The History of April Fool's Day

February 23, 2012
Do we ever really think about how the peculiar and comical tradition of April Fool’s Day started? Most people associate April Fool’s Day with minor pranks such as taping signs to another kids back or switching someone’s toothpaste with glue. It never occurs to us how April Fool’s Day originated from a certain point in history. To fully comprehend this holiday, we must understand how it originated, what the different parts of it are, how many different countries celebrate it, and why it is important to teens everywhere.

This holiday appears in many countries around the globe, but it is believed that it started with France. New Year’s Day was originally March 25-April 1. This changed after the Gregorian Calendar was created and New Year’s Day became January 1. In 1582, the communication wasn’t as efficient as it is today. Those close to France were able to receive this news much sooner than those further away. For some people, the news of the switched date for New Year’s Day didn’t reach them for several years. This slow communication caused the people to blunder and created this bizarre holiday.

A small percentage of the populace rejected this new date and continued to celebrate New Year’s on its original date. The general populace ridiculed them and labeled these people “fools”. The ridicule extended into “fool errands”, invitations to non-existent parties, and other practical jokes. These pranks continued and became a regular event on April 1.

This tradition spread to other countries including England, Rome, India, Scotland, and Mexico.
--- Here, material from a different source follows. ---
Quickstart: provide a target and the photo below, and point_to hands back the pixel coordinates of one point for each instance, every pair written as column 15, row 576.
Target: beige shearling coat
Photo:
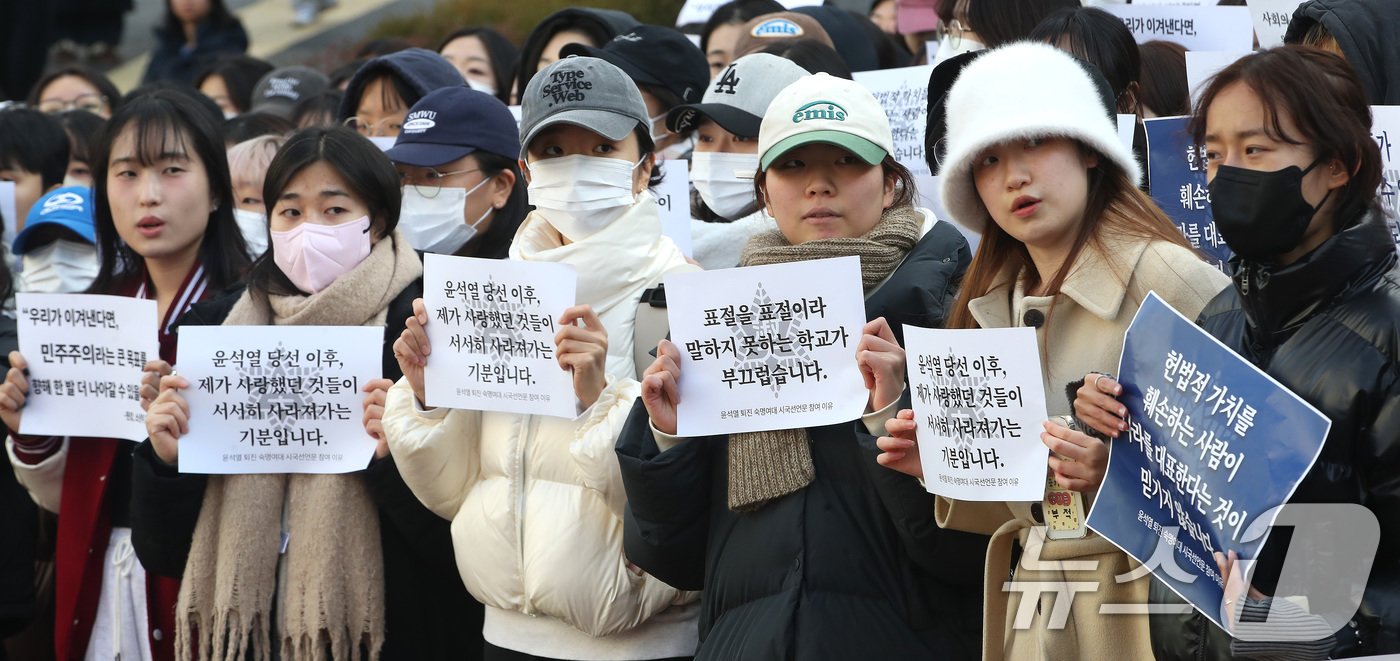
column 1082, row 332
In England, the custom is to pull pranks only in the morning before noon. If you pull a prank after noon, you supposedly have bad luck. April Fool’s Day is known as the Festival of Hilaria in Rome. This celebration is based around the resurrection of their gods, Attis. The concept of this holiday is the same, but the “Roman Laughing Day” or Festival of Hilaria is actually celebrated March 25. India marks this occasion with the Huli Festival, which is celebrated March 31. During this festival, the populace does play practical jokes, but there is one major difference. The people also smear paint on one another to celebrate the coming of spring. The celebration in Scotland lasts two days. The kick me signs can be traced back to Scotland because this is how they celebrate the second day of April Fool’s Day. Mexico’s version of April Fool’s Day on December 28 is for remembering the children killed by King Herod. Pranks and practical jokes are involved.

For some teens, the planning has already begun for the ultimate pranks and practical jokes. This day gives every teenager the chance to be silly, while not being reprimanded for it. It isn’t just us teens that take part in this merriment. The adults like to have their own fair share of fun. Everyone has one day to be creative, enjoy a few laughs, and shout out “April Fool’s”! Personally, this holiday is even more interesting. April Fool’s happens to be my birthday and there are always a few small practical jokes at my expense. I participate anyway because I know that it makes everyone happy and that is what April Fool’s is all about.

There is so much more to April Fool’s Day than just a few pranks. Each country celebrates the unique holiday of April Fool’s Day in their own way. They are all linked together by how it all began and the practical jokes that are played. The entire purpose of this frivolous celebration is to have fun, be creative, and share a day of laughs with people you know.